Sheriff’s stations collect 6,813 pounds of old and unneeded medications

from VC Star

The Ventura County Sheriff’s Office announced the annual results of its collection of unused and expired prescription medications for 2017. The agency collected 6,813 pounds over the course of the year, the highest annual total since it began collecting prescription drugs in 2013. It has collected 29,143 pounds in total over the past five years. Also presented in the article are some numbers on the state’s opioid problem from the California Department of Public Health and its Opioid Overdose Surveillance Dashboard.

Marijuana use among pregnant teens has spiked in California

from Vice

California already has the world’s largest pot economy and the state is preparing to legalize recreational sales on Jan. 1. But a new study about marijuana use by pregnant women suggests the pot boom is having an overlooked impact on public health. The California Department of Public Health has already started to warn pregnant women about the dangers of getting stoned. The department maintains a webpage called “Let’s Talk Cannabis,” which includes a section that says “if you use cannabis while you are pregnant or breastfeeding the growth and development of your baby’s brain can be harmed, and your baby is more likely to be born with a lower birth weight and to have health problems.”

New California law aims to reduce pool and spa drownings

from Orange County Register

A law that will go into effect Monday, Jan. 1 requiring an additional safety feature for newly constructed or remodeled pools and spas aims to reduce drownings – the leading cause of death among California toddlers.
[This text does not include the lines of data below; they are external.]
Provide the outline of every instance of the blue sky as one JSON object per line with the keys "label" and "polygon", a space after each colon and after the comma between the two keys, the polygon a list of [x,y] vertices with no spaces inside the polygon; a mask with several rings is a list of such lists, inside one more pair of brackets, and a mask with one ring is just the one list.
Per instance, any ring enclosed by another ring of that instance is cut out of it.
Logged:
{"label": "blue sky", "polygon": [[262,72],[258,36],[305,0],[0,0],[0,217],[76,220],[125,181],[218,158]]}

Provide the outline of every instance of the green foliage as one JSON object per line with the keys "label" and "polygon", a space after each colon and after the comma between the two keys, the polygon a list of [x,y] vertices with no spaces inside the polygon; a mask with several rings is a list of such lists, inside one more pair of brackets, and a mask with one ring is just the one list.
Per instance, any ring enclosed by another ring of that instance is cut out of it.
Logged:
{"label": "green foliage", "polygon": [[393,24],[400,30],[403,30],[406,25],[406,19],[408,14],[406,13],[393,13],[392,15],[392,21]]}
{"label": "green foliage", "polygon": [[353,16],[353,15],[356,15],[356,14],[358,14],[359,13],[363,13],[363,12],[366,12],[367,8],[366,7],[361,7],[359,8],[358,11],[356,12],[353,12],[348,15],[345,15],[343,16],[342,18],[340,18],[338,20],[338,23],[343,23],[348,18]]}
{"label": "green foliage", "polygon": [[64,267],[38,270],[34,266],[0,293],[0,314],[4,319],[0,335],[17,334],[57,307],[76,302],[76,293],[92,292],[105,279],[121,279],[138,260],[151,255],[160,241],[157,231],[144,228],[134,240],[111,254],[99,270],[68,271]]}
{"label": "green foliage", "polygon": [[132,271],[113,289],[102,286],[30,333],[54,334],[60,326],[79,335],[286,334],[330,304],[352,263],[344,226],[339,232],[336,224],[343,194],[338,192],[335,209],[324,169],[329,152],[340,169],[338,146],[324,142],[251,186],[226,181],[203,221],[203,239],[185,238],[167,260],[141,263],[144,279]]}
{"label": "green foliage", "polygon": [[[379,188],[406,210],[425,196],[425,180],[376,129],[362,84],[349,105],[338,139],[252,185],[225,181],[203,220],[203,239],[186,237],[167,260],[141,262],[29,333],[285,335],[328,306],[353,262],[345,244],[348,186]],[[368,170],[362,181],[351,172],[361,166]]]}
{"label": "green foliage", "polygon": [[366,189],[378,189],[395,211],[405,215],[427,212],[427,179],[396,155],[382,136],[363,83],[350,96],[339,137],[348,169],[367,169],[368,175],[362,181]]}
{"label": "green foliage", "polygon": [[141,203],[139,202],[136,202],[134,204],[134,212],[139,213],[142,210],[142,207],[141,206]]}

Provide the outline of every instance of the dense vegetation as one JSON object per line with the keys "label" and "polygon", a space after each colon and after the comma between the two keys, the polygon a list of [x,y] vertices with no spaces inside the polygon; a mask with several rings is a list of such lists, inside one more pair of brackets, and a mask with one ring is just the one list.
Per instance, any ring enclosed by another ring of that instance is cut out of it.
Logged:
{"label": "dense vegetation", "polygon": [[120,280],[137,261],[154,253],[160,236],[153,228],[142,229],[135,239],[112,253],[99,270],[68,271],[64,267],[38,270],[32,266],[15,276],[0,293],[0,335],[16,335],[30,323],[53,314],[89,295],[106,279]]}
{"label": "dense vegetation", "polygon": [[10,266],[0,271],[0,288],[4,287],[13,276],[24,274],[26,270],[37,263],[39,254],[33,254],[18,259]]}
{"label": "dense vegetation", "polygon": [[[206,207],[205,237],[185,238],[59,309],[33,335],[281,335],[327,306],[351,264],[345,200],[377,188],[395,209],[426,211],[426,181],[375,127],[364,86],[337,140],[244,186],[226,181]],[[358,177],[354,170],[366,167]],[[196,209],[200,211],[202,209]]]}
It further strengthens a 20-year-old regulation requiring new or remodeled pools to have at least one safety device, such as a fence, a cover or an alarm. Under the new law, new pools and spas must have at least two safety mechanisms.
Drowning is the leading cause of death among children ages one to four, claiming the lives of more than 160 such boys and girls in California from 2010 to 2014, according to the California Department of Public Health.